福岡が伝説トライ!急遽ベンチ入り途中出場で大仕事/ラグビーW杯

 ラグビー・ワールドカップ日本大会1次リーグA組(28日、日本19-12アイルランド、静岡)BKの大黒柱が、日本を大金星に導いた。途中出場のWTB福岡堅樹(27)=パナソニック=が後半18分に逆転トライ。右ふくらはぎの負傷で当初はメンバー外ながら、仲間の負傷で急遽(きゅうきょ)ベンチ入りしたエースが、さすがの決定力を発揮した。開幕戦で大緊張したSO田村優(30)=キヤノン=はゴールキックで14得点。得点王争いの首位に躍り出た。

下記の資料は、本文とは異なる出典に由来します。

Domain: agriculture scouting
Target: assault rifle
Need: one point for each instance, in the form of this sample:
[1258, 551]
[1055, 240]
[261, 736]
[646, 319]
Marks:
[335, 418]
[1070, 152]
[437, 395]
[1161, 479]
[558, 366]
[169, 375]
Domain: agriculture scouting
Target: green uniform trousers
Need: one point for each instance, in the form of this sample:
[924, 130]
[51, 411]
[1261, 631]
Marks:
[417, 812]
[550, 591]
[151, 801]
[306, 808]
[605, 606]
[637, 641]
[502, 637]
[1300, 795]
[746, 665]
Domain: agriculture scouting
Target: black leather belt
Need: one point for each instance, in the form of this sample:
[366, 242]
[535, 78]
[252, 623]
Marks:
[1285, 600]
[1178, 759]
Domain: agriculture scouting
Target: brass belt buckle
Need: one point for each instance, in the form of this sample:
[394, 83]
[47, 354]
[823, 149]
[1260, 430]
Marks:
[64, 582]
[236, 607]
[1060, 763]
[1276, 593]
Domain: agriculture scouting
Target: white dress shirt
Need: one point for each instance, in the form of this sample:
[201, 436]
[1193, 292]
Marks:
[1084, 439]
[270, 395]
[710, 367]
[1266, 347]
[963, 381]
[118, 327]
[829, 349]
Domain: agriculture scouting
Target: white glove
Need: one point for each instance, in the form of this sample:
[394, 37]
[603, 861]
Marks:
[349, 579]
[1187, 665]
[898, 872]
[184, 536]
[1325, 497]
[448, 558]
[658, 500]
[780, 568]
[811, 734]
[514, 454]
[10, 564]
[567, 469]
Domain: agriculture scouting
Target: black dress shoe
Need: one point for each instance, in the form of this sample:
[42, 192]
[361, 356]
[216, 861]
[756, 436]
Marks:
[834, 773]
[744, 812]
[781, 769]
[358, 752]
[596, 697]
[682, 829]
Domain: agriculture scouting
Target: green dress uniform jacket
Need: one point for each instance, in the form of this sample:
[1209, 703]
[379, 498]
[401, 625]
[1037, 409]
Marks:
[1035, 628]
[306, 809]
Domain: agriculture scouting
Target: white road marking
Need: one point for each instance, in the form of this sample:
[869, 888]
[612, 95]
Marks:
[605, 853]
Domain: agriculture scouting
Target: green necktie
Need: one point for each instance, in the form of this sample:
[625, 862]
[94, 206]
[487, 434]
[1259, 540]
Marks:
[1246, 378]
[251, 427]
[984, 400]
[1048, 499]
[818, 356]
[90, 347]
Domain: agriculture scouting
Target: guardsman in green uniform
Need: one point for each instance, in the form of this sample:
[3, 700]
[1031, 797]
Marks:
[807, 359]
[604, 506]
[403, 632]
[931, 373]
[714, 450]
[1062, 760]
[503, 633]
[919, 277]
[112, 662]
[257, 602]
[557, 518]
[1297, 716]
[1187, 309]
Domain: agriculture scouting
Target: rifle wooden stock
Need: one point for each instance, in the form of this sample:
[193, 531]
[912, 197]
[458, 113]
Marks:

 日本が誇るスピードスターが、アイルランドの息の根を止めた。後半18分、左サイドでパスを受けたWTB福岡が、大歓声の中で逆転トライ。歴史的勝利を引き寄せた。

 「(CTB)ラファエレがパスをもらったときに、絶対に投げてくれると信じていた。あうんの呼吸。僕は走り抜けるだけだった」

 敵陣での連続攻撃からの左展開。アイルランド防御がラファエレに猛烈な勢いで襲いかかってきたが、ラファエレはすれ違いざまのぎりぎりのタイミングでパス。福岡がW杯初トライを決めた。

 終了間際にはインターセプトし、相手のインゴール目前へ。惜しくも捕まり2トライ目はならなかったが、大金星を決定付けた。

 この日の朝だった。WTBで先発予定だったトゥポウが前日27日の練習で左太もも裏を痛めたため、急遽(きゅうきょ)欠場。控えのレメキが先発に回り、W杯前の6日の南アフリカ戦(熊谷)で右ふくらはぎを痛めた福岡が、背番号23のリザーブに入った。

 「100%の状態を優先して最初はメンバーから外れたが、準備はできていた。サインプレーなどは前日、当日でしっかりできていた」

 予期せぬ“復帰戦”だったが、ピッチに立てばトライを狙う本能が覚醒していた。

 試合後は自身のツイッターに「奇跡なんかじゃない!」と投稿。来年の東京五輪7人制でのメダルを最後の目標に、子供のころからの夢だった医師を目指すことを公言。W杯も2度目の今大会が最後と決めている。ジョセフHCから「フェラーリ」と呼ばれるWTB松島が「本当のフェラーリは福岡」とたたえる50メートル5秒8の韋駄天が、悲願の8強入りへトップギアで爆走する。 (吉田宏)

■福岡 堅樹(ふくおか・けんき)

 1992(平成4)年9月7日生まれ、27歳。福岡・古賀市出身。5歳でラグビーを始め、福岡高3年で花園出場。一浪して2012年に筑波大入学。13年4月に日本代表に初選出され、15年W杯代表など通算35キャップ。16年にパナソニック入り。175センチ、83キロ。